ITSC 2025 Paper Abstract

Paper TH-LM-T28.3

Liu, Weimin (Tsinghua University), Wang, Wenjun (Tsinghua University), Meng, Joshua Huadong (UC Berkeley)

Enhancing Self-Supervised Surround-View Fisheye Depth Estimation with Road Geometry and Foreground Semantics

Scheduled for presentation during the Regular Session "S28a-Multi-Sensor Fusion and Perception for Robust Autonomous Driving" (TH-LM-T28), Thursday, November 20, 2025, 11:10−11:30, Stradbroke

2025 IEEE 28th International Conference on Intelligent Transportation Systems (ITSC), November 18-21, 2025, Gold Coast, Australia

This information is tentative and subject to change. Compiled on October 18, 2025

Keywords Deep Learning for Scene Understanding and Semantic Segmentation in Autonomous Vehicles, Advanced Sensor Fusion for Robust Autonomous Vehicle Perception, Sensor Integration and Calibration for Accurate Localization in Dynamic Road Conditions

Abstract

Surround-view depth estimation is crucial for autonomous driving, enabling comprehensive 3D perception using camera-based systems. While recent self-supervised methods have reduced reliance on LiDAR by learning from multi-view pinhole images, these approaches overlook the fisheye-based surround systems widely adopted in passenger vehicles for near-field perception. Fisheye cameras introduce strong distortion and a different geometric interpretation of depth, posing significant challenges to existing frameworks.
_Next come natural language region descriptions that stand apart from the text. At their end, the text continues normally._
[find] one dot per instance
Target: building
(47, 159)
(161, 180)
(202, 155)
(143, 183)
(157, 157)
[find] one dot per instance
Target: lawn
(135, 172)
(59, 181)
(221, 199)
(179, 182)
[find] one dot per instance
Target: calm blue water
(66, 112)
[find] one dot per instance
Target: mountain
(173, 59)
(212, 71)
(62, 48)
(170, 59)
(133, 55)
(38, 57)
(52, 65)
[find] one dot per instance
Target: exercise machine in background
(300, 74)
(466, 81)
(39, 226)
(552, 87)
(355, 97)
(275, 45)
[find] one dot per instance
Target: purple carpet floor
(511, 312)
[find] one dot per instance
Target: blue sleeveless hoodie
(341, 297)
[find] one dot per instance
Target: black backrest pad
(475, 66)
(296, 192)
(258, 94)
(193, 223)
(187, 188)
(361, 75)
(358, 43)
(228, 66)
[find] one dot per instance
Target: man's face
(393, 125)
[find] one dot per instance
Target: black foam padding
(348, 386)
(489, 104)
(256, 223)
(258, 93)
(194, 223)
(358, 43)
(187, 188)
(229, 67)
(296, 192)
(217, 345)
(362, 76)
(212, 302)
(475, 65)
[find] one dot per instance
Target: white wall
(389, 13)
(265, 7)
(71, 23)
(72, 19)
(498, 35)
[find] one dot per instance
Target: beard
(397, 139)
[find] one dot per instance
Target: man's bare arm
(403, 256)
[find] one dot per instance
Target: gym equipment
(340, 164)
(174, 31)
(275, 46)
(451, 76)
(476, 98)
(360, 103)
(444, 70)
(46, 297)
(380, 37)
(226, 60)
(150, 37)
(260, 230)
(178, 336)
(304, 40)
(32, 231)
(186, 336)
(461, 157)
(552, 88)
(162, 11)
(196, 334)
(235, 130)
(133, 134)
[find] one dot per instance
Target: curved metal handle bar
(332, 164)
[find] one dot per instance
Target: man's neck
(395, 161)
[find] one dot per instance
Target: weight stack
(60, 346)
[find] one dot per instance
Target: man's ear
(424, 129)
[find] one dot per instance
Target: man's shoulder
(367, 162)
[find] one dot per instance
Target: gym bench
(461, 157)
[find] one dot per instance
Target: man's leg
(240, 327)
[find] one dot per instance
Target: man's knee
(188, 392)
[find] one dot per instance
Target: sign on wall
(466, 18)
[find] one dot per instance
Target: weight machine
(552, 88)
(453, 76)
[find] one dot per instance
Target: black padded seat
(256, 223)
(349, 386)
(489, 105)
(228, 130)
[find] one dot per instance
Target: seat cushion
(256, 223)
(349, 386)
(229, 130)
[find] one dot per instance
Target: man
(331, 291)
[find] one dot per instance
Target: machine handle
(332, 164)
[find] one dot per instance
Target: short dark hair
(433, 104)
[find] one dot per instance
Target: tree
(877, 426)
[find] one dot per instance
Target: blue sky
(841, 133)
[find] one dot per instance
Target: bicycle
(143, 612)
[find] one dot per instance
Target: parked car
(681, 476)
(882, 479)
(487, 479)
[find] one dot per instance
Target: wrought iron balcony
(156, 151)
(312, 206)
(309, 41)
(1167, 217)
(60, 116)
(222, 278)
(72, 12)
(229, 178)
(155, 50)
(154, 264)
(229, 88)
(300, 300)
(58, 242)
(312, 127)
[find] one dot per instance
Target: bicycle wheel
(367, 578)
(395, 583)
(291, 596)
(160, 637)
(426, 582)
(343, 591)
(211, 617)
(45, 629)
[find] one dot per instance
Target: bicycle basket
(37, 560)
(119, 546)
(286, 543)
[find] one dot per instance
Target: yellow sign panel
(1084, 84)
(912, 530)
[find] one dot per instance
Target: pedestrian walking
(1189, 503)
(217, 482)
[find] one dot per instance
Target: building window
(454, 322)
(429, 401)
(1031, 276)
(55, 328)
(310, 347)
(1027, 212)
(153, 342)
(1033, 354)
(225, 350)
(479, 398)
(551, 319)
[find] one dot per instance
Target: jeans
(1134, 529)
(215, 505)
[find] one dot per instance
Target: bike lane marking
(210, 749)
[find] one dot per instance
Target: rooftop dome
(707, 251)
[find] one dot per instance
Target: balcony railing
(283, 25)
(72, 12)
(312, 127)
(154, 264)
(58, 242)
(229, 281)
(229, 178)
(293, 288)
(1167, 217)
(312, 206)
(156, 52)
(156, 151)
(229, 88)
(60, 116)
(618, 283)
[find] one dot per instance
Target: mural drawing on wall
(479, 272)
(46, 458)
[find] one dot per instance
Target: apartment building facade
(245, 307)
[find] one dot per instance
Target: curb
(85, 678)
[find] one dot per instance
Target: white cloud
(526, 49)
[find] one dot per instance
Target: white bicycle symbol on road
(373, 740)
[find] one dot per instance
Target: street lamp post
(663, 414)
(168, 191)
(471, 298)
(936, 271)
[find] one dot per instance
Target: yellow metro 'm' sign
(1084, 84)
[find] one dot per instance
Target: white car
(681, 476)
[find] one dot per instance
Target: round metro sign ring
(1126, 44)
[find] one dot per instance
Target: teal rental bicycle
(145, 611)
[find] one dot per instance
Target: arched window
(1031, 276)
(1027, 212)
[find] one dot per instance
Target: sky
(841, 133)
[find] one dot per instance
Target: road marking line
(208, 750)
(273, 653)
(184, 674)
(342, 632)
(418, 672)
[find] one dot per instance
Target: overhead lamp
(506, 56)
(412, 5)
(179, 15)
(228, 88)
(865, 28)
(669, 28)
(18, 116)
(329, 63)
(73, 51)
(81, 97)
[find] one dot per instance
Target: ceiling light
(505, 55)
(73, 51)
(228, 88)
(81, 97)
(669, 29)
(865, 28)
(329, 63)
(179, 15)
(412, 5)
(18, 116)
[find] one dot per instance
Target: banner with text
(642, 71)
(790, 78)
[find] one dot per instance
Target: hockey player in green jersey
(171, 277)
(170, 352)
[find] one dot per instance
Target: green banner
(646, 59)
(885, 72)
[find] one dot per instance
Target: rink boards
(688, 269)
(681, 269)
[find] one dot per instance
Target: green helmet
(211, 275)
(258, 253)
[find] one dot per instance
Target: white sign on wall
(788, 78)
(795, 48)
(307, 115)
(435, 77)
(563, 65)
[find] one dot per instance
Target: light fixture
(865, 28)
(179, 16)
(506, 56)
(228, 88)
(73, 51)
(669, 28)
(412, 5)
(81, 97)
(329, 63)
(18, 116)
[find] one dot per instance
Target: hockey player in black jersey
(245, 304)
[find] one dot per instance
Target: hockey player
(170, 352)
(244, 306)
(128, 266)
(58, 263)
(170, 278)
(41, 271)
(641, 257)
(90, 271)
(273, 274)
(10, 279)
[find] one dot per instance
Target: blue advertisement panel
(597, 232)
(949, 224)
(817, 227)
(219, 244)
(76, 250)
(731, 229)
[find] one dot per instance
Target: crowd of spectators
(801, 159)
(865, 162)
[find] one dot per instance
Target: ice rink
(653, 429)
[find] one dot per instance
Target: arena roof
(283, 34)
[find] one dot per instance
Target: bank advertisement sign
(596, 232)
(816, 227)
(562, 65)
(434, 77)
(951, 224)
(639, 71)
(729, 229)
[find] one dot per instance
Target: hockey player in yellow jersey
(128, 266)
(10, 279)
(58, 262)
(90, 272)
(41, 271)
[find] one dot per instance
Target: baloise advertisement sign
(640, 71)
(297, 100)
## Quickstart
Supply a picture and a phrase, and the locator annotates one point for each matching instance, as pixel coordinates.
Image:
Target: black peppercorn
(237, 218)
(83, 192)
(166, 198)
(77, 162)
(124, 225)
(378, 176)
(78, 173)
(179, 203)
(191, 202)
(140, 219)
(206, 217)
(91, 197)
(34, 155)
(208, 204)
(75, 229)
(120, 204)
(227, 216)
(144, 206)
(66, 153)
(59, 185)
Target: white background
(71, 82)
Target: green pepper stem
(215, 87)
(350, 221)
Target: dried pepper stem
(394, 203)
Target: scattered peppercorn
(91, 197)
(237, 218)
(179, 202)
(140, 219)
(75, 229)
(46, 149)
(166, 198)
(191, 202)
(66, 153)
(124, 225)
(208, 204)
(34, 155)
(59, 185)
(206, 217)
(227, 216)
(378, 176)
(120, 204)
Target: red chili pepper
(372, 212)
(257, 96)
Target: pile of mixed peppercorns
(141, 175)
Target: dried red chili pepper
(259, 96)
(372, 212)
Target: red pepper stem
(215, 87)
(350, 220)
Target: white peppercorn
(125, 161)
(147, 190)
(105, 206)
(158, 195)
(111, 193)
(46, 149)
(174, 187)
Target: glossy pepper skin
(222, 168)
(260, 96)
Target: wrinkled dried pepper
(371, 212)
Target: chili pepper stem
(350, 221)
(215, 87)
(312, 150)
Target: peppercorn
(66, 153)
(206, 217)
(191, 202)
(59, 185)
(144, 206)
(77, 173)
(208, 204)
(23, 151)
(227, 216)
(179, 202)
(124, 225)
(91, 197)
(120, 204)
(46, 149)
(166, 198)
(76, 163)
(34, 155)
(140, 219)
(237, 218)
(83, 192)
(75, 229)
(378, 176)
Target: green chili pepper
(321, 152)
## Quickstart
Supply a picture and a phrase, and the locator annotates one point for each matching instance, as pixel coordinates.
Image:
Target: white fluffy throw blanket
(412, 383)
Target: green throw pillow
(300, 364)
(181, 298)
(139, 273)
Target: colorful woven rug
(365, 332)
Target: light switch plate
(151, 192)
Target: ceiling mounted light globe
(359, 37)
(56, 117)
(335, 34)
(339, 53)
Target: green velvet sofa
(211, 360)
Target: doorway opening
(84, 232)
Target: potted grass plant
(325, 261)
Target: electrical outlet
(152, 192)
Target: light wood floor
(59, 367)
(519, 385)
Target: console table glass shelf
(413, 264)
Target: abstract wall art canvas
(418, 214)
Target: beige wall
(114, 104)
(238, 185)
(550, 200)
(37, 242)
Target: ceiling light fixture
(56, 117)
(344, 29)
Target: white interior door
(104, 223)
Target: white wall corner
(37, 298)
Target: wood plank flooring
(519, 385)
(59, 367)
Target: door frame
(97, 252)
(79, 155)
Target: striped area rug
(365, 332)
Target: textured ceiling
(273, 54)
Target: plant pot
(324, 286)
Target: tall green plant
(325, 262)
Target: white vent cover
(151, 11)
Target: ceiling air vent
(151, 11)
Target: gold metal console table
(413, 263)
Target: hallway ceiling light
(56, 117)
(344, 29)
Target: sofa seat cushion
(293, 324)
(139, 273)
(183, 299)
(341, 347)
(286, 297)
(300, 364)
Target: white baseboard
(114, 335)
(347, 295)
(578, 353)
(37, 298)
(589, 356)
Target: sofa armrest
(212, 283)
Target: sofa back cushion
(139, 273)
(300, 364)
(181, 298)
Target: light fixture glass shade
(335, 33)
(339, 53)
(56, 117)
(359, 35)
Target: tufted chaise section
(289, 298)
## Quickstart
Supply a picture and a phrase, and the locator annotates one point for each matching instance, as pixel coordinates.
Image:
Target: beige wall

To address this gap, we propose SFDNet, a self-supervised depth estimation baseline for surround fisheye cameras. To alleviate data scarcity, data augmentation was conducted by changing the viewing direction of fisheye cameras. Furthermore, we propose a novel temporal warping approach that incorporates indirect ego-motion estimation within view synthesis. In addition, we leverage geometric and semantic cues from road surfaces and foreground structures to enhance depth prediction accuracy. Experiments on the calibrated SynWoodScape dataset validate the effectiveness of SFDNet across diverse viewing perspectives. The proposed method is expected to address limitations of LiDAR sensors such as self-shadowing and near-field blind spots, offering more complete and reliable depth perception in close-range urban scenarios.